Afin de poursuivre les opérations essentielles et les infrastructures critiques pour les clients et les territoires dont ENGIE a la charge, nous avons déployé partout dans le monde un protocole sanitaire rigoureux et pris des dispositions particulières afin d’assurer à la fois le bon fonctionnement d’activités essentielles et la sécurité des équipes.

ENGIE a travaillé sur trois échelles de temps : la gestion de la crise (avec pour objectif primordial la santé des salariés et les besoins essentiels des clients), la sortie de la crise (avec des réflexions sur l’adaptation de notre système productif à la nouvelle donne et le soutien de l’activité économique) et l’évolution de long terme du système énergétique et la transition vers un monde moins carboné. Au cœur de la crise, nous avons, par exemple, adapté, en Europe, les plannings d’intervention des équipes d’exploitation et de maintenance qui interviennent sur les installations éoliennes et solaires pour réduire les déplacements. Ces équipes sont assistées par le Centre de conduite des énergies renouvelables du Groupe – basé à Châlons-en-Champagne, qui maintient son activité de supervision 24h/24 des sites de production éolien et solaire en Europe. De la même façon, une organisation par équipes successives, par roulement, a été mise en place sur nos barrages hydrauliques en France. Les autres agents en groupement sont confinés chez eux mais mobilisables pour assurer les astreintes par roulement.

Au-delà de cette activité, nous étions également présents sur le front des fonctions essentielles de la société : hôpitaux, supermarchés etc. ENGIE est présent dans les opérations quotidiennes de 86 hôpitaux en Italie et de 350 hôpitaux en France mais aussi en Belgique, aux Etats-Unis, etc. Il a fallu continuer à fournir du chauffage, de l’eau sanitaire ou encore de la vapeur pour stériliser les équipements. Mais ENGIE a pu aussi proposer une transformation, réversible et rapide, des infrastructures existantes en extensions d’hôpitaux. Nos équipes sont en capacité d’effectuer de telles transformations dans une vingtaine de pays. L’idée est de réunir les compétences des entités d’ENGIE pour aider les gouvernements dans la « construction » d’hôpitaux temporaires dans les zones géographiques prioritaires, en s’appuyant sur des hôtels, parkings, stades, salles d’exposition, gymnases, etc.

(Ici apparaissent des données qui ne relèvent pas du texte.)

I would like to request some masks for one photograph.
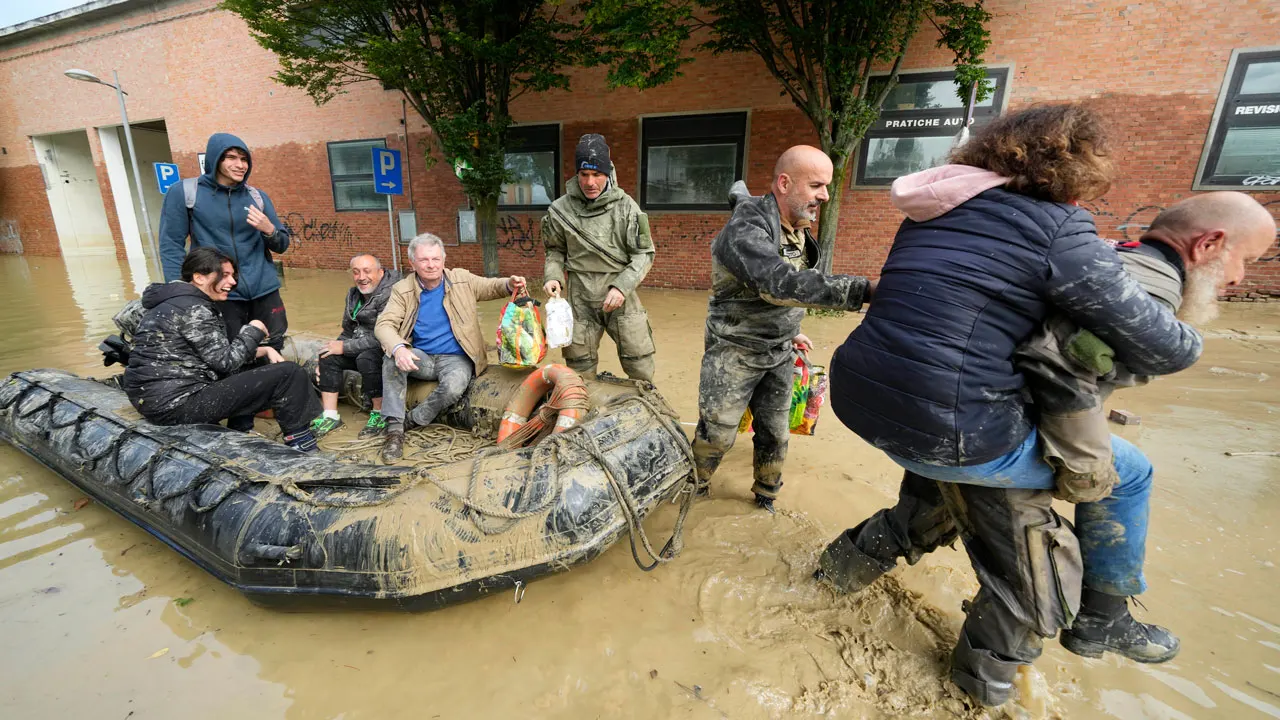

Enfin, le Groupe a également engagé des mesures de solidarité. Nous avons décidé le remboursement de deux mois d’abonnement en électricité pour les ménages les plus fragiles en France, ce qui représente 12 millions d’euros engagés par ENGIE pour ses clients. Nous avons également accéléré le paiement des factures de nos plus petits fournisseurs pour renforcer leur trésorerie. Enfin l’ensemble de l’équipe dirigeante du Groupe a fait don à hauteur de 15% de la rémunération de mars et avril à la Fondation ENGIE pour accompagner des actions liées à cette crise.


Cette crise globale peut-t-elle modifier notre rapport à l’énergie ?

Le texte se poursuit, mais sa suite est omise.